Erinnerungen an die Reichspogromnacht

Gesamtschule Schermbeck

Zu einer Gedenkstunde lud die Schermbecker Gesamtschule am Montagnachmittag (9.11.) ein – dem Tag, an dem deutschlandweit der Reichspogromnacht des Jahres 1938 gedacht wurde.

Schermbeck

, 10.11.2015, 17:32 Uhr / Lesedauer: 1 min
Erinnerungen an die Reichspogromnacht

Auf der Straße vor dem jüdischen Friedhof am Bösenberg verlasen Schüler der Gesamtschule am Montag Passagen aus den Biografien jüdischer Schüler aus der Zeit der nationalsozialistischen Herrschaft in Deutschland.

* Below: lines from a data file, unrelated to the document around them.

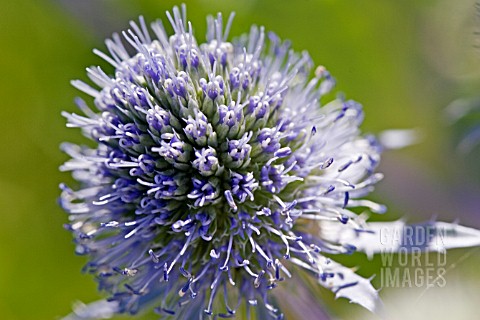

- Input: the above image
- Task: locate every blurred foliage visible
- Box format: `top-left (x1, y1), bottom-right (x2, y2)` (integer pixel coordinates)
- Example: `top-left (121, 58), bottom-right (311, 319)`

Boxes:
top-left (0, 0), bottom-right (480, 320)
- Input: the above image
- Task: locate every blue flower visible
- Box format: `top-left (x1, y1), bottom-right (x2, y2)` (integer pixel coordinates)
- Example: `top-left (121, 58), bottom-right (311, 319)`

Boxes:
top-left (61, 3), bottom-right (480, 319)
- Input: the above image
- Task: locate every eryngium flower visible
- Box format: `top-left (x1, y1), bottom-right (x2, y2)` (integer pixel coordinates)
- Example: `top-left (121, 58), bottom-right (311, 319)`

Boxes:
top-left (61, 8), bottom-right (383, 319)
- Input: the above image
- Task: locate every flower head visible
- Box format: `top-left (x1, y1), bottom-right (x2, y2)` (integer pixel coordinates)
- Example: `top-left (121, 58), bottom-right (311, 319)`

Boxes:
top-left (61, 8), bottom-right (383, 319)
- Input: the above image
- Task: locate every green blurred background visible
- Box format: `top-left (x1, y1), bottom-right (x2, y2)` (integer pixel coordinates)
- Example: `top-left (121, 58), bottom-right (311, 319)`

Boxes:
top-left (0, 0), bottom-right (480, 320)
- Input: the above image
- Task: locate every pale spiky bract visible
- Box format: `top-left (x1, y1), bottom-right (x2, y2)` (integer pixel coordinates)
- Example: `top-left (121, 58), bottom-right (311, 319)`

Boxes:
top-left (61, 4), bottom-right (383, 319)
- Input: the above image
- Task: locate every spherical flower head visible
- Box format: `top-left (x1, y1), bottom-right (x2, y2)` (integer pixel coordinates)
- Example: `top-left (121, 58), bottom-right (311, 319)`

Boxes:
top-left (61, 8), bottom-right (382, 319)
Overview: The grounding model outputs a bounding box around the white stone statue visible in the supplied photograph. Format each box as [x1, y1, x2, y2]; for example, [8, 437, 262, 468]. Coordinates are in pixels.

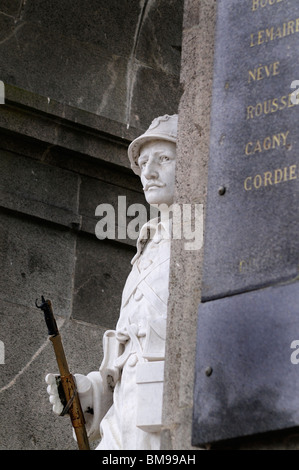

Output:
[46, 115, 177, 450]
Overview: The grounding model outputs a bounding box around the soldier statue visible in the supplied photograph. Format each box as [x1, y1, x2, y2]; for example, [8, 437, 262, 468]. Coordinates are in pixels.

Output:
[46, 115, 178, 450]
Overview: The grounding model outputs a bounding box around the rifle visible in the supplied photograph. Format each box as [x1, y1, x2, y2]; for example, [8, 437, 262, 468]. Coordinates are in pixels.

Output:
[35, 296, 90, 450]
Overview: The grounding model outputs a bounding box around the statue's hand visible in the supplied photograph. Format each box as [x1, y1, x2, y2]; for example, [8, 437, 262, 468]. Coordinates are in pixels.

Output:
[45, 374, 93, 415]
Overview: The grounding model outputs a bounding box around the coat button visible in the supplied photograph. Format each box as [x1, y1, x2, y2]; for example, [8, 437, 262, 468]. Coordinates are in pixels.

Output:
[134, 289, 143, 302]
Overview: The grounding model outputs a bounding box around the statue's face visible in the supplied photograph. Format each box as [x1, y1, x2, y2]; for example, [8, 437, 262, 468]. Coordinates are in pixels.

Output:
[138, 140, 176, 206]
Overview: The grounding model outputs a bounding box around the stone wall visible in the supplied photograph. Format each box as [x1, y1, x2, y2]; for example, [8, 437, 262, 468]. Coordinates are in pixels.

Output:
[0, 0, 183, 450]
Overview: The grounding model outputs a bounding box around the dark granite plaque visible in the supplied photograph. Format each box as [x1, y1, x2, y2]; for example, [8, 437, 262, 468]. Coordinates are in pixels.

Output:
[202, 0, 299, 301]
[193, 282, 299, 445]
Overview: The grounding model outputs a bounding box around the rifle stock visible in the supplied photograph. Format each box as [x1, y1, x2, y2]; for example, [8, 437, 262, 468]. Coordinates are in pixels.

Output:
[36, 296, 90, 450]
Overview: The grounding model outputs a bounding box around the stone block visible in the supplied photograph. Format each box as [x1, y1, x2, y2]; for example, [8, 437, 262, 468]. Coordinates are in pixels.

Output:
[0, 302, 104, 450]
[0, 147, 80, 227]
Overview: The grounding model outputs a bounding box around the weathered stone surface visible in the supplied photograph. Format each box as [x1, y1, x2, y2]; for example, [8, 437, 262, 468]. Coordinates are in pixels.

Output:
[0, 147, 81, 228]
[0, 0, 23, 18]
[161, 0, 216, 450]
[0, 212, 75, 316]
[202, 0, 299, 300]
[193, 282, 299, 445]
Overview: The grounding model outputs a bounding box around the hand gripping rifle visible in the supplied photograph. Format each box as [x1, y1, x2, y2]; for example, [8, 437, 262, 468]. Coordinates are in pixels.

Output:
[35, 296, 90, 450]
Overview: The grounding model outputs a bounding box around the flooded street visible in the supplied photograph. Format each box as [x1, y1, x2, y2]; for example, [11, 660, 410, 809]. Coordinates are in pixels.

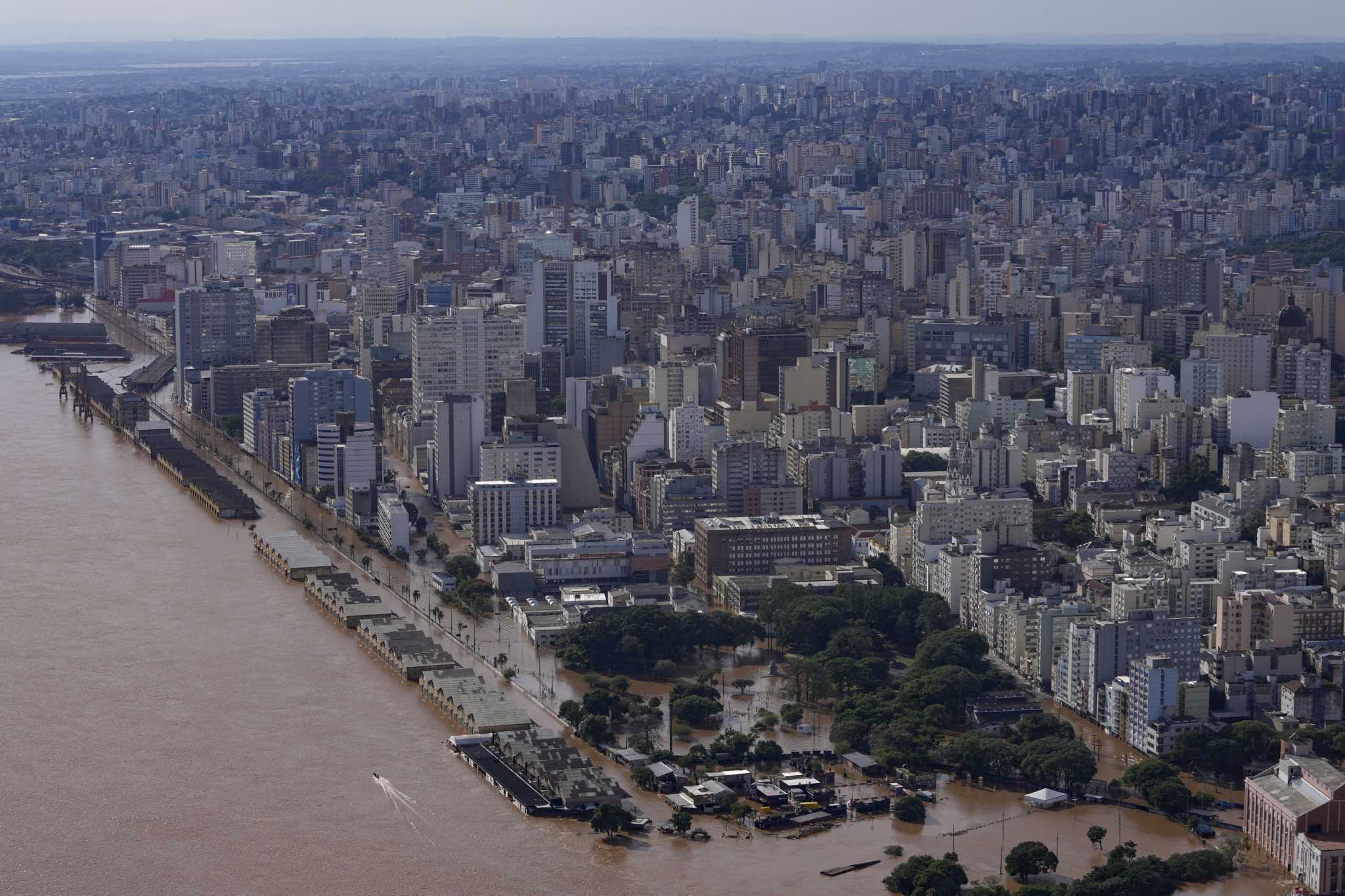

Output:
[0, 314, 1282, 896]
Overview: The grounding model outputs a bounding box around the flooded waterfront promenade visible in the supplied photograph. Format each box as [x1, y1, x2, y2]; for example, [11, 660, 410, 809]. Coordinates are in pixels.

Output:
[0, 314, 1281, 896]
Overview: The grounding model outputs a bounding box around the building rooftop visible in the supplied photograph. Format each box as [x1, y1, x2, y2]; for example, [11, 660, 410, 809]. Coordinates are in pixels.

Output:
[695, 513, 845, 530]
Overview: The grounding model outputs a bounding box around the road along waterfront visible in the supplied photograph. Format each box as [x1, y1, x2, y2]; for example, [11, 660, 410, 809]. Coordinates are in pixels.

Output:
[0, 314, 1279, 896]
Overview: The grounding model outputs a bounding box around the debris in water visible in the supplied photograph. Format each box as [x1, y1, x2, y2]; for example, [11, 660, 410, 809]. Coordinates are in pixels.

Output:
[374, 771, 439, 847]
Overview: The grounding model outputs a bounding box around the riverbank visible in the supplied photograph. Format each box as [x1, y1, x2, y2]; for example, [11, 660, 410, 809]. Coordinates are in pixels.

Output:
[8, 310, 1282, 896]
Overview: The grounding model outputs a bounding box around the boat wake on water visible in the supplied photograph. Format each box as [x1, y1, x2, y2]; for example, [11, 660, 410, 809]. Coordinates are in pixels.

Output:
[374, 771, 439, 846]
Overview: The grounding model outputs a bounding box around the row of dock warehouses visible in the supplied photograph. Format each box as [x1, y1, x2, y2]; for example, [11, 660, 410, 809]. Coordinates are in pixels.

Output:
[135, 424, 261, 520]
[253, 540, 629, 815]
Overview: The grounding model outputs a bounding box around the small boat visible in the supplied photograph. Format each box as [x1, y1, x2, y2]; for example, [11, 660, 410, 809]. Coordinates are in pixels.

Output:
[822, 859, 878, 877]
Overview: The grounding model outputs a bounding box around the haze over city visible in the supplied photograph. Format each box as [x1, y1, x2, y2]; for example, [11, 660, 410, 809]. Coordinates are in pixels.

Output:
[8, 12, 1345, 896]
[8, 0, 1345, 45]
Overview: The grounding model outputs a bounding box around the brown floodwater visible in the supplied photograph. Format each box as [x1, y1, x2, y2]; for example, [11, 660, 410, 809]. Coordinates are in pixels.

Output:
[0, 314, 1282, 896]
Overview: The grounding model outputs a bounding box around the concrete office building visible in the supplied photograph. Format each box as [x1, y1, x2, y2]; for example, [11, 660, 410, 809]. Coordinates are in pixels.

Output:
[429, 395, 488, 500]
[257, 307, 331, 364]
[1275, 340, 1332, 404]
[1056, 608, 1201, 719]
[378, 492, 412, 553]
[173, 284, 257, 402]
[1199, 328, 1273, 395]
[1181, 348, 1227, 411]
[206, 362, 313, 426]
[1111, 367, 1177, 430]
[479, 433, 561, 482]
[412, 308, 523, 416]
[289, 368, 372, 442]
[710, 440, 785, 515]
[694, 515, 851, 584]
[467, 479, 561, 545]
[313, 414, 384, 498]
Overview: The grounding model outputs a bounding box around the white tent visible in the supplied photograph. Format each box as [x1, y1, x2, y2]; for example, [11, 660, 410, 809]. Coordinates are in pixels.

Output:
[1024, 787, 1069, 809]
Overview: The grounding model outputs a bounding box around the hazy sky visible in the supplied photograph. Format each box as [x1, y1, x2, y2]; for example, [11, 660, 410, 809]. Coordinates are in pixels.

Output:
[0, 0, 1345, 43]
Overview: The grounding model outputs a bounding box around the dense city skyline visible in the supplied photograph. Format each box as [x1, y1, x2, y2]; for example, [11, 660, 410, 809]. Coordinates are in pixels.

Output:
[8, 0, 1345, 46]
[8, 28, 1345, 896]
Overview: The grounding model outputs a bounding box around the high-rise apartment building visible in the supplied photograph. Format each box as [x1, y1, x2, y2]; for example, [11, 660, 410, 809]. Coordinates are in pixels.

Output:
[289, 368, 372, 443]
[1275, 340, 1332, 404]
[676, 196, 701, 249]
[694, 515, 850, 586]
[173, 284, 257, 402]
[1200, 330, 1272, 395]
[412, 308, 523, 415]
[429, 395, 489, 498]
[257, 307, 331, 364]
[467, 479, 561, 545]
[710, 440, 784, 515]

RN-Foto Scheffler

Schulleiter Norbert Hohmann verwies auf die Aktualität des Themas angesichts gegenwärtiger Flüchtlingsströme. Die Schüler Ruben Schmidt und Jan Jäger schilderten die Vorgänge in Schermbeck vor 77 Jahren. Ab 1933 hatte sich die Einstellung Schermbecker Bürger zu jüdischen Mitbürgern deutlich geändert. Es war ein schleichender Prozess. 1934 wurde die Synagoge geschlossen. 1935 wurde ein Schulverbot für Juden ausgesprochen.

Hetzrede

Eine Zuspitzung erfolgte in der Nacht vom 9. auf den 10. November 1938. Die Nachricht vom Tod des deutschen Botschaftssekretärs Ernst von Rath veranlasste Josef Goebbels mit Zustimmung Adolf Hitlers zu einer Hetzrede. Etwa die Hälfte aller Synagogen und Gebetshäuser in Deutschland wurde zerstört oder stark beschädigt. Dazu gehörte auch die Schermbecker Synagoge im Ortskern zwischen Georgstraße und der heutigen Straße „Hinter der Mauer“. Eine Bronzetafel von 1982 erinnert noch heute an den ehemaligen Standort. Die Berichte der Schüler endeten mit den Deportationen Schermbecker Juden nach Minsk, Riga, Trawniki und Auschwitz. Anhand von Schautafeln wurde an den Umgang der Nazis mit den Juden erinnert.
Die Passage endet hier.